An Egyptian court has sentenced an activist to two years in jail for posting a video that criticized the government for failing to protect women against sexual harassment.
Amnesty International called the verdict against the activist, Amal Fathy, an “outrageous case of injustice.”
Ms. Fathy, a member of the now-banned April 6 youth movement that played a role in 2011 protests that forced President Hosni Mubarak from office, was also fined $562, said one of her lawyers, Tarek Abuel Nasr, and the state news agency MENA.
The court handed down a suspended sentence on Saturday, according to The Associated Press, which said that because Ms. Fathy was being held on other charges — including membership in the outlawed group — and was accused of spreading false news that threatened national security — she was not allowed to walk free.
One of Ms. Fathy’s lawyers, Doaa Mustafa, told The A.P. that she was being detained in a holding cell and was not in the courtroom when the verdict was announced.
“I went to see her after the verdict,” the lawyer said. “She was squatting at the far end of the cell, crying and screaming. She was trembling and did not want anyone to come near her.”
Ms. Fathy’s husband, Mohamed Lotfy, a rights activist and executive director of the Egyptian Commission for Rights and Freedoms, said after the verdict: “This is injustice, unjustified and incomprehensible. We have provided all the evidence to prove that she didn’t spread false news.”
“When a woman is subjected to sexual harassment and gets sentenced to two years and fined, then this means we are telling all Egyptian women, ‘Shut your mouths,’” he said.
Government officials were not immediately available for comment.
Ms.

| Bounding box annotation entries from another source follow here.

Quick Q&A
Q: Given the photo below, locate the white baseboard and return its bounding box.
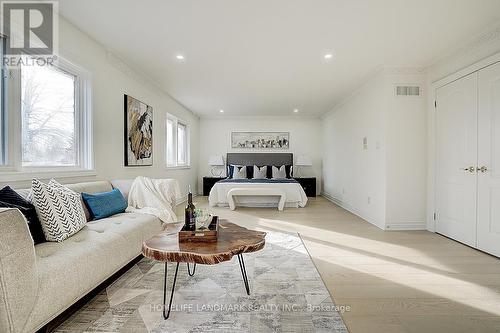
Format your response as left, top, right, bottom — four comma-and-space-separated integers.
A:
321, 192, 384, 230
385, 221, 427, 231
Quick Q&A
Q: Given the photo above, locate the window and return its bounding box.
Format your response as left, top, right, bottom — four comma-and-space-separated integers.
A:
21, 62, 79, 167
0, 37, 7, 165
167, 114, 190, 167
0, 57, 92, 180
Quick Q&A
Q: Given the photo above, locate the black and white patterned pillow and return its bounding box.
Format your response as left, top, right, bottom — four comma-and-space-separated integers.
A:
31, 179, 87, 242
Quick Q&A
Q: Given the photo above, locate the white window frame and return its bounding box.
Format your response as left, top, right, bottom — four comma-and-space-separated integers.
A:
0, 56, 96, 181
165, 113, 191, 169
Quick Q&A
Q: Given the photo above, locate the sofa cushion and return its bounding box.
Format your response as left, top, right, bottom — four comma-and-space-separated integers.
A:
0, 186, 45, 244
31, 179, 87, 242
82, 189, 127, 220
111, 179, 134, 200
27, 213, 162, 330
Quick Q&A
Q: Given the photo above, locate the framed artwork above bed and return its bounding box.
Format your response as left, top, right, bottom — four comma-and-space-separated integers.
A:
231, 132, 290, 150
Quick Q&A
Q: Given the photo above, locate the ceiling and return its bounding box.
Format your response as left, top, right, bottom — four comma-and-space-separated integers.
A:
59, 0, 500, 116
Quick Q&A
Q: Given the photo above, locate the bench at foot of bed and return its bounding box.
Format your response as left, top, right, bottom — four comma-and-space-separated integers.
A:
227, 187, 286, 211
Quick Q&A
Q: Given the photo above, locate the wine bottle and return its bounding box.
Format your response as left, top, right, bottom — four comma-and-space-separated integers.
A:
184, 186, 196, 231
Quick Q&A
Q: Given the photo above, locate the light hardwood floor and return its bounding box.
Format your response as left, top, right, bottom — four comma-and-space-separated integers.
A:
186, 197, 500, 333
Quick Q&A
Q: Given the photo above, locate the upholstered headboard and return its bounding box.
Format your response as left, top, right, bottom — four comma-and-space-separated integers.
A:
226, 153, 293, 166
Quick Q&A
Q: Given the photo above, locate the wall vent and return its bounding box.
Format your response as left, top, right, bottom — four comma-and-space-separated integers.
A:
396, 86, 420, 96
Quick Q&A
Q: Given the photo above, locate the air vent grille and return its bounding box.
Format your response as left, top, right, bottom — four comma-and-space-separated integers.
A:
396, 86, 420, 96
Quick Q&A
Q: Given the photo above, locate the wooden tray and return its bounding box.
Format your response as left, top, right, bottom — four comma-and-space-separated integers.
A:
179, 216, 219, 243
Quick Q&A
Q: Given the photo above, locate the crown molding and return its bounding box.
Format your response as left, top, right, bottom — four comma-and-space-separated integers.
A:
200, 115, 321, 121
320, 66, 427, 119
427, 22, 500, 81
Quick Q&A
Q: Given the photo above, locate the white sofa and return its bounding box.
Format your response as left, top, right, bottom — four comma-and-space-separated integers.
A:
0, 180, 163, 333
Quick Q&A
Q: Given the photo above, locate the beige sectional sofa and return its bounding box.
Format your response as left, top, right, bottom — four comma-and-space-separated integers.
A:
0, 180, 163, 332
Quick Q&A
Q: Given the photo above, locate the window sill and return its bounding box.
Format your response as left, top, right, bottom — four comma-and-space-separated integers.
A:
0, 169, 97, 182
166, 165, 191, 170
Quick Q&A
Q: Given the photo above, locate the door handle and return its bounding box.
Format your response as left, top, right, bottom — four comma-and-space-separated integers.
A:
477, 165, 489, 173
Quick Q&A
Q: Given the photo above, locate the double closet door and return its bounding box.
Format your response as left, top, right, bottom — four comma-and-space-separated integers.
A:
436, 63, 500, 256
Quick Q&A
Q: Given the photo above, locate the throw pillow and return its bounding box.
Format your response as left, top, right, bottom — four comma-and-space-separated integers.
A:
233, 165, 247, 179
31, 179, 87, 242
0, 186, 45, 245
253, 165, 267, 179
273, 165, 286, 179
82, 188, 127, 220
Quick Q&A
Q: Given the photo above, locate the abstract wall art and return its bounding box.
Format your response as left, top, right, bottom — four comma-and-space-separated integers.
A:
124, 95, 153, 166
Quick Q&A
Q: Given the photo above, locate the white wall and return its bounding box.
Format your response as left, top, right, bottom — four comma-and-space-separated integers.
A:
323, 69, 426, 229
385, 74, 427, 229
198, 116, 322, 193
322, 75, 386, 228
1, 18, 199, 197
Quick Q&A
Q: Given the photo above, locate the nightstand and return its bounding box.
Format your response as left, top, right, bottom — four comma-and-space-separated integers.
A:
294, 177, 316, 197
203, 177, 224, 195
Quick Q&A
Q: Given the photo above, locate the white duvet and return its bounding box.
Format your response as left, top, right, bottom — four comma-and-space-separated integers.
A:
208, 182, 307, 207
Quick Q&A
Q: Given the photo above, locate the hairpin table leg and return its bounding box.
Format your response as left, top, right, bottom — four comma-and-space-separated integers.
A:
187, 263, 196, 276
163, 262, 180, 319
238, 254, 250, 295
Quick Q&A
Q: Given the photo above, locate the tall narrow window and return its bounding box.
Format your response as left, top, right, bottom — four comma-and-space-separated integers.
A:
166, 114, 190, 167
0, 37, 7, 165
167, 118, 176, 166
177, 122, 188, 165
21, 62, 79, 167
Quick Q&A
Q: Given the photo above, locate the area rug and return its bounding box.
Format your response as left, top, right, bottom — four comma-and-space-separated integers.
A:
56, 232, 347, 333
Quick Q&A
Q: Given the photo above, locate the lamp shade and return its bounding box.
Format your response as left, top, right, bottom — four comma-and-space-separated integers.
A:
295, 155, 312, 166
208, 155, 224, 166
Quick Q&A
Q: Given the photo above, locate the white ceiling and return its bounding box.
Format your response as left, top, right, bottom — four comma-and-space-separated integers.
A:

Fathy will appeal the ruling, her lawyers said.
The activist was detained in May, days after she posted a 12-minute video in which she expressed her anger at poor public services at a local bank, heavy traffic, sexual harassment by a taxi driver and a general deterioration in living conditions.

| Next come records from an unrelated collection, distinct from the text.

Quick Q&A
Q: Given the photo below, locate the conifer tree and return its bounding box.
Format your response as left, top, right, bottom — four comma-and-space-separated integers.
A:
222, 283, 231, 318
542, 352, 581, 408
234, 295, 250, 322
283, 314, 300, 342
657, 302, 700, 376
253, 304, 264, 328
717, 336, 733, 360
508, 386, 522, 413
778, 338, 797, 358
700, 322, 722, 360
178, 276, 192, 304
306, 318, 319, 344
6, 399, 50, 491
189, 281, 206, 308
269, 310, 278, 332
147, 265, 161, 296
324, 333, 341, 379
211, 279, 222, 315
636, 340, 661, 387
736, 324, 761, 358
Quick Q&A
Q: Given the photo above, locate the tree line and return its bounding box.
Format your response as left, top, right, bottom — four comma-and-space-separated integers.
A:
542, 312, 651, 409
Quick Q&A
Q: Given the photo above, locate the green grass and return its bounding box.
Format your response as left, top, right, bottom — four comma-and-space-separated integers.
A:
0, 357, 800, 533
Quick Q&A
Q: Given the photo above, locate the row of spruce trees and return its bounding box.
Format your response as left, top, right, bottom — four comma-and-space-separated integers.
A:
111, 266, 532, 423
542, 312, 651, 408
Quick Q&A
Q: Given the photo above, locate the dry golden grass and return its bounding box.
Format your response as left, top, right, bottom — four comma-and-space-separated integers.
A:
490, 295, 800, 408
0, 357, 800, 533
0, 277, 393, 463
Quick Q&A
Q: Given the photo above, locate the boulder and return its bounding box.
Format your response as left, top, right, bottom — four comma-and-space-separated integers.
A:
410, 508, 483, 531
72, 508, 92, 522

Her husband and their son, Ziad, who turned 3 last month, were also arrested, but both were released several hours later.
Amnesty International said in a statement that Ms. Fathy was a “human rights defender and sexual harassment survivor, who told her truth to the world and highlighted the vital issue of women’s safety in Egypt.” The statement added, “She is not a criminal and should not be punished for her bravery.”
Ms. Fathy is the latest target of the Egyptian authorities’ campaign against activists who speak out against the government. Since leading the military’s 2013 overthrow of an elected but divisive president — Mohammed Morsi of the Muslim Brotherhood — President Abdel Fattah el-Sisi has overseen a crackdown on dissent.
The government has jailed thousands of Islamists, along with secular, pro-democracy advocates; imposed tight control of the news media; and rolled back freedoms won in a popular 2011 uprising. Egypt passed a law in July giving the state powers to block social media accounts and to penalize journalists held to be publishing false news.
On Friday, 17 United Nations human rights experts criticized Egypt for its use of antiterrorism laws to detain activists fighting for women’s rights and against graft, torture and extrajudicial killings.